Due Process Comes to North Dakota as Students Given Right to an Attorney

April 22, 2015

By Greg Piper at The College Fix

The University of North Dakota may be full of tension as the administration faces a second no-confidence vote tonight, but students accused of wrongdoing in the state higher education system now have a fairer system to go through.

Gov. Jack Dalrymple signed a bill (previously covered by The College Fix) giving students the right to pay for a lawyer at their own expense in “non-academic suspension and expulsion hearings,” the Foundation for Individual Rights in Education says.

The overwhelming vote totals – unanimous in the House and a single dissenting vote in the Senate – should convince administrators and campus activists that such obvious tilting of the field against accused students won’t be tolerated in the real world.

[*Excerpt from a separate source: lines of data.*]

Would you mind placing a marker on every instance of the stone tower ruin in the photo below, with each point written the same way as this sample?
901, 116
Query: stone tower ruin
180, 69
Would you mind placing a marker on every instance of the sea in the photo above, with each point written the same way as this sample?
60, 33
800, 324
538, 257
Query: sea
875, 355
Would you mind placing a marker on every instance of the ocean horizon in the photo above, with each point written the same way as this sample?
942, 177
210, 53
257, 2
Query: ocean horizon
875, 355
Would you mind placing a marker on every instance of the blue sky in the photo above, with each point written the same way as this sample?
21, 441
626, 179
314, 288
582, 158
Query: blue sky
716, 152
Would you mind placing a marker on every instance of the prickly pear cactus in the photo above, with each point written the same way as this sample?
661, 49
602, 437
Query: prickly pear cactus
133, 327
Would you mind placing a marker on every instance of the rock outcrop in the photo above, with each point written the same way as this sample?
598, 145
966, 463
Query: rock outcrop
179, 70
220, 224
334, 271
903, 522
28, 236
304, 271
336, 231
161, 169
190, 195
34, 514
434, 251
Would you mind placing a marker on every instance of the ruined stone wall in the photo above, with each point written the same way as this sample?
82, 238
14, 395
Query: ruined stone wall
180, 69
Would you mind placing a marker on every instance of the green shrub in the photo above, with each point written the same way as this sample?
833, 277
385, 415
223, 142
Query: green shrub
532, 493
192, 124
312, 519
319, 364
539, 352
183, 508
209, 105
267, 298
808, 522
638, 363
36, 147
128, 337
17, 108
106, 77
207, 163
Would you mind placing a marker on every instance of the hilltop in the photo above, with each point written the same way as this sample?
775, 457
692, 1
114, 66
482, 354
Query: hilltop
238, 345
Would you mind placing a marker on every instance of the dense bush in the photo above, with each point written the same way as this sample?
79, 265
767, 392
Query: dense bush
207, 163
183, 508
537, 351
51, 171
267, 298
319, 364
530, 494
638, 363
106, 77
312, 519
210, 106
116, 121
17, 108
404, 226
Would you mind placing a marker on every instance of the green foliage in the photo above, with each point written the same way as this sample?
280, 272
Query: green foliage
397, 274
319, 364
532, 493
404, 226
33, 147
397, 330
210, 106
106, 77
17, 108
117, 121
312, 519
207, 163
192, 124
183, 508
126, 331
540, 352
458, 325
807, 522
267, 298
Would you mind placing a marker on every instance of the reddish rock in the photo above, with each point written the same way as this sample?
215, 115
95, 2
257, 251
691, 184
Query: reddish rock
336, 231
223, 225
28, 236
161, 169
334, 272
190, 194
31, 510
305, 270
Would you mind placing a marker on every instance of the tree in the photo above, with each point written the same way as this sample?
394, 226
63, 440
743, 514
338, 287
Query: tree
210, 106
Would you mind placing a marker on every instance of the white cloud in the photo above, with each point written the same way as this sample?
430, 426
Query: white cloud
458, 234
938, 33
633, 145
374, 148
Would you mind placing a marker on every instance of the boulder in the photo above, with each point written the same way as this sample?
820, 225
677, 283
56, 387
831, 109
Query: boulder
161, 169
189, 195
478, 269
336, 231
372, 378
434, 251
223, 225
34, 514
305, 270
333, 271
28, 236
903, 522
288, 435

The state’s bill came out of a particularly egregious case against Caleb Warner, as FIRE recounts:

In 2010, former University of North Dakota (UND) student Caleb Warner was expelled after being found guilty of sexual assault by a campus court, despite evidence of his innocence that should have been impossible to ignore. Indeed, the evidence clearing Warner was so powerful that the local district attorney filed criminal charges against his accuser for filing a false report to police.

Warner’s mother went on to found Families Advocating for Campus Equality, which agitates for due process in campus disciplinary proceedings.